Mario LAVAL est de nationalité québécoise, mais il vit aujourd'hui en France. Il est marié, a trois enfants et plusieurs petits enfants dont un, Philippe (LYS dans la salle de conversation), qui est passionné d'Histoire. Il mène à ce jour une vie paisible, dans un petit village d'Auvergne, au centre de la France, avec sa femme, Françoise, une ancienne infirmière. Mais sa vie n'a pas toujours été aussi tranquille qu'elle l'est aujourd'hui.

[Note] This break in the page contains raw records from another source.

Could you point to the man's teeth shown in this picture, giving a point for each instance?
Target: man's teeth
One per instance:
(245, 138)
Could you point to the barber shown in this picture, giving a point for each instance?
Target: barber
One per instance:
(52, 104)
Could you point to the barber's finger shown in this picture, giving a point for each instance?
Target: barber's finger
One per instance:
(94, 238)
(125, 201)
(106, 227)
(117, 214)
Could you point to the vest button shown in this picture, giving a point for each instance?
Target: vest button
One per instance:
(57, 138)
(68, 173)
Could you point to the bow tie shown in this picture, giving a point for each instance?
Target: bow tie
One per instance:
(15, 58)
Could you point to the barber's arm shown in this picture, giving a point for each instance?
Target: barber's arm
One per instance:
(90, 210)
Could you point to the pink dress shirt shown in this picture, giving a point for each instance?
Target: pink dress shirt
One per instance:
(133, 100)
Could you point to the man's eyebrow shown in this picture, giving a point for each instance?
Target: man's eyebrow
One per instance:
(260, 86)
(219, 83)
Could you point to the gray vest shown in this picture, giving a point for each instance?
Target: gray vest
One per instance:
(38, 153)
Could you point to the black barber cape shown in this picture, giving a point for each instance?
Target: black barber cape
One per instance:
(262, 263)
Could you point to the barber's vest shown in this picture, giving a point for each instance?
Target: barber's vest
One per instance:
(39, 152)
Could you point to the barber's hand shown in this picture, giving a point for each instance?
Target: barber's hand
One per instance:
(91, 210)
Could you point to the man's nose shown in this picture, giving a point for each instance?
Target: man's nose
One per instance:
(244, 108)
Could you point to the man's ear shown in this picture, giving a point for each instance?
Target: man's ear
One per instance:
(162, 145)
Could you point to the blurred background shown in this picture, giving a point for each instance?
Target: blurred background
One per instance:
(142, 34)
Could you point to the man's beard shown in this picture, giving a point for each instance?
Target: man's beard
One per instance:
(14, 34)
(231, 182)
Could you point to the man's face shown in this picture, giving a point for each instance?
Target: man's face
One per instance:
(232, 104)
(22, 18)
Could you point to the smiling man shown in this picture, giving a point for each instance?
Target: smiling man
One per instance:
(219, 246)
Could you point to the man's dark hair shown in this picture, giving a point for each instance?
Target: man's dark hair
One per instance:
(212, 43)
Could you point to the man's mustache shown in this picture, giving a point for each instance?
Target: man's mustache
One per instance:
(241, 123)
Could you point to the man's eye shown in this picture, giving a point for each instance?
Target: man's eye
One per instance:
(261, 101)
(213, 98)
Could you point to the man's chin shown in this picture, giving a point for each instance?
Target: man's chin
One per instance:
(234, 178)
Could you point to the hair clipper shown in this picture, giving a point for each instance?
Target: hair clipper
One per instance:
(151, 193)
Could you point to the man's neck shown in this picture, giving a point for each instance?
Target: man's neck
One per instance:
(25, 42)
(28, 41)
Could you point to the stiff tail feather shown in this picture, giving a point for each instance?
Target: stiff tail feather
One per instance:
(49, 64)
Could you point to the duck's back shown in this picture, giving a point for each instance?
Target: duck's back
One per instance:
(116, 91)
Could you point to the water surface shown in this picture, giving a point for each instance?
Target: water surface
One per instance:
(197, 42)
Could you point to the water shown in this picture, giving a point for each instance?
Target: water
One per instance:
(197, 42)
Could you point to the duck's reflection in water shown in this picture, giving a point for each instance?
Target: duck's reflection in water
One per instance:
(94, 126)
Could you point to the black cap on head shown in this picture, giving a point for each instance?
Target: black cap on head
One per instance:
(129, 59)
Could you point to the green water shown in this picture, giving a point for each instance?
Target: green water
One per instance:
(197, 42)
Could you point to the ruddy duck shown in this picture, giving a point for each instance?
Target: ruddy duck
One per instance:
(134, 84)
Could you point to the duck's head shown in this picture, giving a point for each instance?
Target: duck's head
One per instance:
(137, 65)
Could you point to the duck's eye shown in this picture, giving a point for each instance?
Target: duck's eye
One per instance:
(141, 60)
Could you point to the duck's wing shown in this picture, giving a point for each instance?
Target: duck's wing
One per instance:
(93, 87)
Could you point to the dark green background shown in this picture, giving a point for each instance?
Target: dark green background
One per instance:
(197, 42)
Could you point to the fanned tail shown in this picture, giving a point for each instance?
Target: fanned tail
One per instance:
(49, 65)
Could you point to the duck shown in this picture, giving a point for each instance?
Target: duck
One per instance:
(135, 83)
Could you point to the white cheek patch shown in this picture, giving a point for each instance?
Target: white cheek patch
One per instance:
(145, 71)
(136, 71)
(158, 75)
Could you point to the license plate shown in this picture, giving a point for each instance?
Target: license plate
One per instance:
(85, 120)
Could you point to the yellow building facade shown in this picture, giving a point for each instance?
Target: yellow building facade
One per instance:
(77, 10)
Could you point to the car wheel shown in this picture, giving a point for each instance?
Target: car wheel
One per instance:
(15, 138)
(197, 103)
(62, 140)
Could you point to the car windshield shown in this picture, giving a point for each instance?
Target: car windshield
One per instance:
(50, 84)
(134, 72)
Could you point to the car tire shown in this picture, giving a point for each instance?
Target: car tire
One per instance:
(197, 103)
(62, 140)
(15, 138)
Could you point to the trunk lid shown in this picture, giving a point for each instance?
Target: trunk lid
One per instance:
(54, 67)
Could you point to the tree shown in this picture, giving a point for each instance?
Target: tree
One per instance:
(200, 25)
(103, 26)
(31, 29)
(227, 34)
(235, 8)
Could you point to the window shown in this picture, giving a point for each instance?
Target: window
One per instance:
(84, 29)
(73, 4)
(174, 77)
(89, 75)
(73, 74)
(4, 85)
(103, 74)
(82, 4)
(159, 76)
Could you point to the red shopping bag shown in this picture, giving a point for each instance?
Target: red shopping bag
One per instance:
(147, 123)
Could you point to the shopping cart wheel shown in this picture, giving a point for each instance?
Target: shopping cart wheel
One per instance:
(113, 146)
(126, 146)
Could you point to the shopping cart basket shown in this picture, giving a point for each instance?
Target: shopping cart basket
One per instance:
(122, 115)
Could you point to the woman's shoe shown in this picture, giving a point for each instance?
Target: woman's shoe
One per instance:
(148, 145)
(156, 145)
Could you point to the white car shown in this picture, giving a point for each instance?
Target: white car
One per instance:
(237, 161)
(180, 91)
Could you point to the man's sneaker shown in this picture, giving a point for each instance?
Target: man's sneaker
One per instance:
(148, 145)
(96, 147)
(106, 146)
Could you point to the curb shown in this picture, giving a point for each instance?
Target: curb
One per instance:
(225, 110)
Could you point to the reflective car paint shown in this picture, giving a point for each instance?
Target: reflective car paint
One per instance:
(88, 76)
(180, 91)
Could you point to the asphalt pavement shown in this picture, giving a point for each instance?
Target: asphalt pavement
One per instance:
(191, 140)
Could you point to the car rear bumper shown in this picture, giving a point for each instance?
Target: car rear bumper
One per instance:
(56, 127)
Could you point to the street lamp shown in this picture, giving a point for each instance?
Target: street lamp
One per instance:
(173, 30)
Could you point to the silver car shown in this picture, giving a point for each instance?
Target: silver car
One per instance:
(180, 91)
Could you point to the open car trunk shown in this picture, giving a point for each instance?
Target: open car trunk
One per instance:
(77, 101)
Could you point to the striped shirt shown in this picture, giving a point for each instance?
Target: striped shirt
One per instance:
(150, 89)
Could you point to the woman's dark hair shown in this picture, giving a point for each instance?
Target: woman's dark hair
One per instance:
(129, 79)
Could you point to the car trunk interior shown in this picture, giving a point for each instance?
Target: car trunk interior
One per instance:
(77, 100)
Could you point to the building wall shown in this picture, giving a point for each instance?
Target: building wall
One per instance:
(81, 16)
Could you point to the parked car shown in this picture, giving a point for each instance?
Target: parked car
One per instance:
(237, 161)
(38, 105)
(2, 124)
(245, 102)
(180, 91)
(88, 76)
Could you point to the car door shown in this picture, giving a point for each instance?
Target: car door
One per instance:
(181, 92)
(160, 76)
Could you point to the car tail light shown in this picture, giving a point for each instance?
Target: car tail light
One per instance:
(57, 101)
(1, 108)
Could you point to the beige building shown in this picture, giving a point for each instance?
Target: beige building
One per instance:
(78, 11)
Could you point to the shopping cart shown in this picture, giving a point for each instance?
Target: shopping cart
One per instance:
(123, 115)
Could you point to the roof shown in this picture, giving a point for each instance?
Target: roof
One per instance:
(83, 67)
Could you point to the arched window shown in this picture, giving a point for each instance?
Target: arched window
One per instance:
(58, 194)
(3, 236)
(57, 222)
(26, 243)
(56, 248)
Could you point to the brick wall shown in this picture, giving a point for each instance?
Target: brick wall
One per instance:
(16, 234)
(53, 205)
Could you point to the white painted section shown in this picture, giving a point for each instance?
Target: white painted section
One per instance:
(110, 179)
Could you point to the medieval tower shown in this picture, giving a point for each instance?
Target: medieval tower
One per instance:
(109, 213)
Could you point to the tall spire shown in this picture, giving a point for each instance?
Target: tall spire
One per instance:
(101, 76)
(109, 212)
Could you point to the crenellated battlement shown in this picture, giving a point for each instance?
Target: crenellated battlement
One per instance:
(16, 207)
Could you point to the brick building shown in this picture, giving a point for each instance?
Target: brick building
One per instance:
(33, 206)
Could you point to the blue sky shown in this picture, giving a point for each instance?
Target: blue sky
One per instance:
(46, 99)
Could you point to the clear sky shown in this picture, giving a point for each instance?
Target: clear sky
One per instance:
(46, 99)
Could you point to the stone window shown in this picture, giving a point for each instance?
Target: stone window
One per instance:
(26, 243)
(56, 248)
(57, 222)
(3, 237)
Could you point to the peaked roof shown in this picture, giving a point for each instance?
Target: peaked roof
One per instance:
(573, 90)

En 1943, Mario avait 20 ans et, en tant qu'étudiant très brillant, il venait juste d'obtenir son brevet de pilote d'avion et il voulait entrer dans l'armée de la ville de Québec, au Canada. Les avions étaient sa grande passion depuis son plus jeune âge et son rêve était de pouvoir un jour piloter un de ces merveilleux appareils de l'armée : il avait toutes les compétences requises. Ce rêve devint enfin réalité un jour de mai 1943. En se rendant à la caserne la plus proche, il apprit par un officier, qu'il allait être militaire car, l'armée aurait besoin de lui. Mario savait, en effet, que s'il servait dans un régiment d'aviateur, il serait certainement obligé de voler au secours de ses amis les Français, entrés dans une terrible guerre qui s'était étendue au monde entier. Et c'est ce qui se passa ! . L'officier lui annonça, peu de temps après lui avoir fait signer son admission, que dans les jours à venir, il serait appelé pour effectuer, en France, des largages de munitions et de vivres pour les maquisards partisans du réseau de résistance. Il n'avait aucune envie de partir du si beau pays qui était le sien, de laisser sa famille, surtout ses parents chez qui il vivait. Eh oui! Même si Mario était un jeune homme adorable, gentil et beau, il n'avait cependant pas encore trouvé l'âme soeur, car il ne s'était consacré qu'à une seule chose jusqu'à présent : ses études : il avait ainsi brillamment obtenu son brevet de pilote d'avion. Il espérait, la guerre finie et sa mission accomplie, qu'il pourrait sortir, s'amuser, bref commencer à vivre sa vie comme tout le monde.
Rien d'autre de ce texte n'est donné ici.